26Het overige nu der geschiedenissen van Pekahia, en al wat hij gedaan heeft, ziet, dat is geschreven in het boek der kronieken der koningen van Israël. 27In het twee en vijftigste jaar van Azaria, den koning van Juda, werd Pekah, de zoon van Remalia, koning over Israël, en regeerde twintig jaren te Samaria. 28En hij deed dat kwaad was in de ogen des Heeren; hij week niet af van de zonden van Jerobeam, den zoon van Nebat, die Israël zondigen deed. 29In de dagen van Pekah, den koning van Israël, kwam Tiglath-pilezer, de koning van Assyrië, en nam Ijon in, en Abel-beth-maacha, en Janoah, en Kedes, en Hazor, en Gilead, en Galilea, het ganse land van Nafthali; en hij voerde hen weg naar Assyrië.
 Tiglath-pilézer, Ook genaamd Tillgat-Pilneser, 2Ch 28:20, in de wereldse historiën Phulaser, de zoon van Phulbelochus; van denwelken, zie boven, vs.19.
,
 Ijon in, Zie van deze stad en de naastvolgende 1Ki 15:20.
,
 Janóah, Een stad, gelegen in de oostpale van den stam van Efraïm bij de Jordaan. Zie van deze Jos 16:6.
,
 Kedes, Zie van deze stad Jdg 4:6.
,
 Hazor, Eertijds een vermaarde koninklijke hoofdstad, Jos 11:10, daarna den stam van Nafthali ten erfdeel gevallen, Jos 19:36.
,
 Gilead, Zie Gen 31:21.
,
 Galiléa, Zie 1Ki 9:11.
,
 voerde hen Namelijk, de inwoners der voorgenoemde landen en steden.
30En Hosea, de zoon van Ela, maakte een verbintenis tegen Pekah, den zoon van Remalia, en sloeg hem, en doodde hem, en werd koning in zijn plaats; in het twintigste jaar van Jotham, den zoon van Uzzia.

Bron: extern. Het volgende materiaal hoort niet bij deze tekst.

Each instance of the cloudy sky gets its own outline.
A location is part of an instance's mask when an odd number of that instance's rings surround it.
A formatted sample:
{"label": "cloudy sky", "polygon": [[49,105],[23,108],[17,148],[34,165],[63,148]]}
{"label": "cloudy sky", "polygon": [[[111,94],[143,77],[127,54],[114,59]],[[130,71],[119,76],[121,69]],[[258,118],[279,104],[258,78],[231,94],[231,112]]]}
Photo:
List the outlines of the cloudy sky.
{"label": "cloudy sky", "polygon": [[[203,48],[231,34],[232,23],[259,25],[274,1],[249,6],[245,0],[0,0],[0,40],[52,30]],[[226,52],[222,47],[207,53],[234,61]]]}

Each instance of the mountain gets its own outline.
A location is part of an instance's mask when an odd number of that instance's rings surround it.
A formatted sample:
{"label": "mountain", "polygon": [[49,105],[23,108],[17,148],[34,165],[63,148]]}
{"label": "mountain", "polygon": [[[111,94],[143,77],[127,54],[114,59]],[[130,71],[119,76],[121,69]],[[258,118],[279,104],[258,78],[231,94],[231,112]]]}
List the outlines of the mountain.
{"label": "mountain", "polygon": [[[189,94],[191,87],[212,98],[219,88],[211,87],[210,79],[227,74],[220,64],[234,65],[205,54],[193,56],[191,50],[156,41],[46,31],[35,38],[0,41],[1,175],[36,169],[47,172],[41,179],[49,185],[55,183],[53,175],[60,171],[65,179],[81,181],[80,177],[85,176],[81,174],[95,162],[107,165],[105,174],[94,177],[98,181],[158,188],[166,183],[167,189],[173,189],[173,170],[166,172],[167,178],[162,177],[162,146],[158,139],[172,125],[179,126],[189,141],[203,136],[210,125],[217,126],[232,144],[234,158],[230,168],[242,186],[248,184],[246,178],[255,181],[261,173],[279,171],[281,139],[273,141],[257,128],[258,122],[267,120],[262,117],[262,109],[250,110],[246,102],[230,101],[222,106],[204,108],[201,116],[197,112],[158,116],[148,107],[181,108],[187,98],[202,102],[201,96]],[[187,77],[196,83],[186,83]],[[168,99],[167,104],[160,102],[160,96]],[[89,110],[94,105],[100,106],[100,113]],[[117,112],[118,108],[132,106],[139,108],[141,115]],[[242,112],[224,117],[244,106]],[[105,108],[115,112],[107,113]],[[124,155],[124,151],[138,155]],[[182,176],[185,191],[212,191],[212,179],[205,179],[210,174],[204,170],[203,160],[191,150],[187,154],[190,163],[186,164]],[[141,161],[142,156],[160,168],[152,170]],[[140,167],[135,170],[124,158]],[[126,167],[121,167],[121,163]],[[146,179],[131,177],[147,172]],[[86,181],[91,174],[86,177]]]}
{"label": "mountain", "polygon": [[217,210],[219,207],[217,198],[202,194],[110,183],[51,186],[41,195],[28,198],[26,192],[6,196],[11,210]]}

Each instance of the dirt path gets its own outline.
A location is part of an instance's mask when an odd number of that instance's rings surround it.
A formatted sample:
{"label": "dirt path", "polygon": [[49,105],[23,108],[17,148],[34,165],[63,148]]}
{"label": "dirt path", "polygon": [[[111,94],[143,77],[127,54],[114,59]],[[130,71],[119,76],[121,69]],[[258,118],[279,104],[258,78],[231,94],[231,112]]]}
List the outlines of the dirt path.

 in het twintigste jaar Dat is, na twintig jaren van het begin der regering van Jotham; hetwelk is geweest het vierde jaar der regering van Achaz, overmits Jotham maar zestien jaren regeerde, onder, vs.33. Anderen menen dat Jotham enige jaren tevoren met zijn vader, uit oorzaak van zijn melaatsheid, gemeen zijn geweest, die hem hier bij de zestien jaren zijner regering zouden toegevoegd zijn.
31Het overige nu der geschiedenissen van Pekah, en al wat hij gedaan heeft, ziet, dat is geschreven in het boek der kronieken der koningen van Israël. 32In het tweede jaar van Pekah, den zoon van Remalia, den koning van Israël, werd Jotham koning, de zoon van Uzzia, den koning van Juda. 33Vijf en twintig jaren was hij oud, als hij koning werd, en regeerde zestien jaren te Jeruzalem; en de naam zijner moeder was Jerusa, de dochter van Zadok.
 Vijf en twintig jaren Hebreeuws, een zoon van vijf en twintig jaar.
34En hij deed dat recht was in de ogen des Heeren; naar alles, wat zijn vader Uzzia gedaan had, deed hij. 35Alleenlijk werden de hoogten niet weggenomen; het volk offerde en rookte nog op de hoogten; dezelve bouwde de hoge poort aan het huis des Heeren.
 Alleenlijk Vergelijk 2Ch 27:2, en de aantekening.
,
 hoge poort Anders genaamd de poort Sur, en de poort des fondaments. Zie boven, 2Ki 11:6, en 2Ch 23:5, en de aantekening daarop.
36Het overige nu der geschiedenissen van Jotham, en al wat hij gedaan heeft, is dat niet geschreven in het boek der kronieken der koningen van Juda? 37In die dagen begon de Heere in Juda te zenden Rezin, den koning van Syrië, en Pekah, den zoon van Remalia.
 In die dagen Omtrent het einde van de regering van Jotham.
,
 Rezin, Hebreeuws, Retsin.
38En Jotham ontsliep met zijn vaderen, en werd begraven bij zijn vaderen in de stad van zijn vader David; en zijn zoon Achaz werd koning in zijn plaats.